Merece una reflexión la decisión del juez sustituto de Juan Carlos Peinado de impedir a la mujer del presidente del Gobierno, Begoña Gómez, viajar a la cumbre de la OTAN que se celebrará en Turquía con el argumento de que esa nación, al no formar parte de la UE, carece de una estructura que permita la cooperación policial y judicial. En el caso, se sobrentiende, de un eventual propósito de fuga de la esposa del jefe del Ejecutivo.

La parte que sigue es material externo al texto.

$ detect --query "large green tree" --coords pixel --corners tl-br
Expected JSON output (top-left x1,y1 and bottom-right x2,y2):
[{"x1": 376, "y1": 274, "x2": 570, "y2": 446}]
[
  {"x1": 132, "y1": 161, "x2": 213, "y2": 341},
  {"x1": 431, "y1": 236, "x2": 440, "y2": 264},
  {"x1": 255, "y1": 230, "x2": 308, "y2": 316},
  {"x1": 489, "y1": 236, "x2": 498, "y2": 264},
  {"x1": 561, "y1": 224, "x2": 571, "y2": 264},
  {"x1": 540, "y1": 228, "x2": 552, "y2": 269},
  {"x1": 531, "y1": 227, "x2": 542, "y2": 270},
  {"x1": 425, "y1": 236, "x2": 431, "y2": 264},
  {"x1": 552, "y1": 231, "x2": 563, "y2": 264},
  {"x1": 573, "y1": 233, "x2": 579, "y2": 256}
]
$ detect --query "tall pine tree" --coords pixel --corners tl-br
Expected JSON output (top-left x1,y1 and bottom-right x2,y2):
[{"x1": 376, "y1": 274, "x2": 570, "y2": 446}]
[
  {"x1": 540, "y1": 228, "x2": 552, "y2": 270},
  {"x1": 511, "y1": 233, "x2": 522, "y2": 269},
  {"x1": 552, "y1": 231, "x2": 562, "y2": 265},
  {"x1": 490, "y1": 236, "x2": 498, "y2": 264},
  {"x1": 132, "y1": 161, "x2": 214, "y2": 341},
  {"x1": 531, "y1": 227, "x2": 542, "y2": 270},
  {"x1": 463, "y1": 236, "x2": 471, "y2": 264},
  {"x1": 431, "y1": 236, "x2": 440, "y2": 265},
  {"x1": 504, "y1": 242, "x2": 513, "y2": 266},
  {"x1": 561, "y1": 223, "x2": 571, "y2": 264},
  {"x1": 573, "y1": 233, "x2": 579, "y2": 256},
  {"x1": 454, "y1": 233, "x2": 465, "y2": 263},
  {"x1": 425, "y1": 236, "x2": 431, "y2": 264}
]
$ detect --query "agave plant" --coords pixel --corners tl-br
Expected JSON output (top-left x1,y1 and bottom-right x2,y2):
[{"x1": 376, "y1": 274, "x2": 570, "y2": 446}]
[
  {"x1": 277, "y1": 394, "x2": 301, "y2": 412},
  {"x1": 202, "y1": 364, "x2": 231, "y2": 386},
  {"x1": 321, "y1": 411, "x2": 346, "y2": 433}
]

No es que el juez observe riesgo de fuga, sino que contempla el escenario de que esa posibilidad exista. El magistrado sí permite que viaje a Gran Bretaña a la graduación de una de sus hijas y lo hace con idéntico argumento, al subrayar «la buena relación de cooperación judicial entre España y el Reino Unido». En suma, quienes desde la izquierda y sus terminales mediáticas incidieron en que las medidas cautelares —retirada de pasaporte y presentación quincenal en los juzgados— eran un disparate se han encontrado a otro juez que, con formas bien distintas a las de Peinado, toma una medida cautelar orientada a despejar el más mínimo riesgo de que Begoña Gómez pudiera evadir la acción de la justicia.

Tiene relevancia lo decretado por el juez sustituto porque rompe el relato de la izquierda y sus terminales de que Peinado dictaba sus autos movido por una animadversión que anteponía de forma sistemática a la lógica jurídica. Pues no, porque otro juez ha reiterado la prohibición a Begoña Gómez de viajar a Turquía acompañando a su esposo a la cumbre de la OTAN. Y, al igual que Peinado, aunque sin caer en el exceso de este de justificar que la escolta policial de la mujer del presidente podía ayudarla a fugarse, ha incidido en que no se dan las razones para permitir que Begoña Gómez viaje a un país con el que no existe un marco de cooperación judicial y policial. Más claro, agua.